Pittsburgh Plate Glass mile-long facility
Appears in 2 lectures.
Appearances across the corpus
At the turn of the 20th century, Pittsburgh Plate Glass had a building that supposedly was a mile long beside one of the rivers in Pittsburgh. They would have this glass melting furnace and pull the glass out, let it cool, put it through an annealing furnace because the glass will develop residual stresses and can fracture very easily until you anneal it. Then the greatest length was because they had to polish it because it wasn't very smooth. If you go look at old buildings from the 1880s and 1890s, you can tell which were the original panes of glass — the originals have got all kinds of waves on them. I can go out here at MIT in my office and you can look and see which panes of glass might have been original in 1916 or 1917 when these buildings were built, because they're not as flat.
The pre-Pilkington benchmark — glass plate produced on a mill that ran half a mile to a mile straight down for polishing.

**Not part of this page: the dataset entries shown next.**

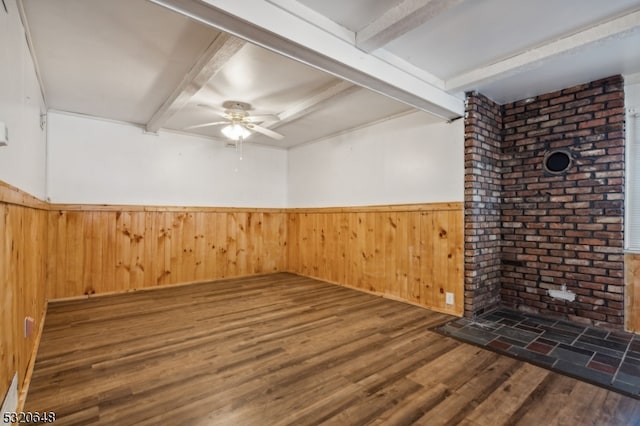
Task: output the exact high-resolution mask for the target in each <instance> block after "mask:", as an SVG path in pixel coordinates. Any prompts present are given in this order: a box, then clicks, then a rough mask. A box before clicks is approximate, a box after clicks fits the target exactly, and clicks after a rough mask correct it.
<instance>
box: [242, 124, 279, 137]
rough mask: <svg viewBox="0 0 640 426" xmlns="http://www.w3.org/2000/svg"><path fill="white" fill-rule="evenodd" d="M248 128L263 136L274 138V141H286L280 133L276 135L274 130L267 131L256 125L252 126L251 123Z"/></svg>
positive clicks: (262, 128) (267, 129)
mask: <svg viewBox="0 0 640 426" xmlns="http://www.w3.org/2000/svg"><path fill="white" fill-rule="evenodd" d="M246 127H247V129H249V130H255V131H256V132H258V133H262V134H263V135H266V136H269V137H270V138H273V139H277V140H282V139H284V136H282V135H281V134H280V133H276V132H274V131H273V130H270V129H267V128H266V127H262V126H258V125H256V124H251V123H247V125H246Z"/></svg>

So back in the old days, the bullseye glass, which was the center of this spun piece of glass, was the junk, and you would pay extra for the somewhat flat glass that went into windows like this. By the way, some of these at MIT from 1917 are original — I don't know how many are still original — you actually can see, by looking carefully, they're not completely flat. The way we made glass in 1900, companies like Pittsburgh Plate Glass — they would take the glass as a big sheet off a big mill, and they would have a mill that ran for half a mile to a mile just straight down, and they would polish the glass to make it flat. It was sort of wavy as the glass cooled, and you had to anneal it so it wouldn't shatter. Then someone — Pilkington in England, 1920s or so — came up with something called the float glass process, where you'd pull the glass off when it was hot, and you'd float it on molten tin, which is perfectly flat because of the earth's gravity. The top surface is also flat just because of surface tension, and you could eliminate all that half mile of polishing. Now you only have like a hundred yards of annealing on this float glass product. So newer glass is all float glass, and got rid of all the polishing.